The overall performance of the DM on the andrology database was satisfactory from a technical point of view. The DM ran flawlessly over the database and reproduced a four-cluster model that could be compared with the clinical classification of the azoospermic men.6 A successful Data Mining procedure would classify the azoospermic men in a way similar to that of the clinical diagnosis. The DM successfully formed the groups of men with hypergonadotropic hypogonadism (Group 4) and obstructive azoospermia (Group 1). Regarding the men with non-obstructive azoospermia (Groups 2 and 3), there was only partial agreement of the Data Mining results with the clinical classification. Moreover, the DM's classification was generally characterised by low sensitivity as compared to the clinical classification, with the exception of Group 4.

An instance of significant success of the DM would be the exclusive inclusion of eugonadal men with non-obstructive azoospermia in Group 2. Nevertheless, less than 40% (29 of 71) of the total eugonadal men with non-obstructive azoospermia were included in this group; thus the classification was characterised by high sensitivity but low specificity.

Group 3 of the Data Mining included four eugonadal men with obstructive azoospermia and 16 eugonadal men with non-obstructive azoospermia. The inclusion of these two subgroups of men into the same DM group has no clinical relevance. The same also applies to Group 1.

Finally, Group 4 of the Data Mining included two hypergonadotropic hypogonadal men and 10 of the 11 hypogonadotropic hypogonadal men. This group of patients was fairly similar to the clinical grouping of the hypogonadal men. The error of the Data Mining was the allocation of both the hypergonadotropic and the hypogonadotropic hypogonadal men into the same group.

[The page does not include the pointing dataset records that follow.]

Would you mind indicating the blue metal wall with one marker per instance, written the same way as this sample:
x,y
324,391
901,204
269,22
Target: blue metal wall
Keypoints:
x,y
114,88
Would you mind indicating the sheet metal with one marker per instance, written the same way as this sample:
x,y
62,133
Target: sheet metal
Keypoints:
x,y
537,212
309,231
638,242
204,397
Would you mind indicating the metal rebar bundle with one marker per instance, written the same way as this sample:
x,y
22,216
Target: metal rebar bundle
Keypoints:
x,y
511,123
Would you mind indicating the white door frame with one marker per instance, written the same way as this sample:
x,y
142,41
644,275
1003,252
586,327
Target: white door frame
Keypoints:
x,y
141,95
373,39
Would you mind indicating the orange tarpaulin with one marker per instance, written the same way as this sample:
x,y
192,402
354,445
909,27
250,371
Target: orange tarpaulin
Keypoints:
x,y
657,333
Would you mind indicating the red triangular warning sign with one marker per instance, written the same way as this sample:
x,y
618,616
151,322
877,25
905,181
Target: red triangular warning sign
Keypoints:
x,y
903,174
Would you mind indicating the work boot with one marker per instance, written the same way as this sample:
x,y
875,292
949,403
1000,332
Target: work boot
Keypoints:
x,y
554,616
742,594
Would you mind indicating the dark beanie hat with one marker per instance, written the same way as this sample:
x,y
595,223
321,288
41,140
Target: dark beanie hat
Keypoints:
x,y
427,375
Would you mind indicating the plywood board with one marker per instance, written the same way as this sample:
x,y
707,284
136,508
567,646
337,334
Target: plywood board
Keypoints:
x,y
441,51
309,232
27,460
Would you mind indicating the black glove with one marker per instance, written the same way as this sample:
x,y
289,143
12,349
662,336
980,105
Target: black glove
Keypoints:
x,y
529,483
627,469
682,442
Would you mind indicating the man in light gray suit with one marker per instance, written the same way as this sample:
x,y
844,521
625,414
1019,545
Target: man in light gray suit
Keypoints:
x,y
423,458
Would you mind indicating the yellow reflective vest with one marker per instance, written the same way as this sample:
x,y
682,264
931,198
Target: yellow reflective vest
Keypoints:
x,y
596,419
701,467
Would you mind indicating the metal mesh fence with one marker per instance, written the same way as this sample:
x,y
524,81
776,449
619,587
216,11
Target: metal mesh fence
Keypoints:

In spite the above-mentioned discrepancies, the ability of the Intelligent Miner for Data to reproduce clinically justifiable results is obvious. Each one of the groups that was formed by the Data Miner consisted of men with similar clinical features. A likely explanation for the differences between the clinical and DM classification is the failure of the mining model to conclusively use the secondary clinical parameters included in the database.

It is true, however, that the database that was used for the Data Mining process was rather small. Commercial Data Miners extract useful new information from datasets of thousands or millions of records.7 The relatively small size of the cohort that was used in this study was definitely a limitation for a reliable interpretation of the results. The overall impression, however, is that the application of the DM in a larger dataset would further improve its performance and data interpretation.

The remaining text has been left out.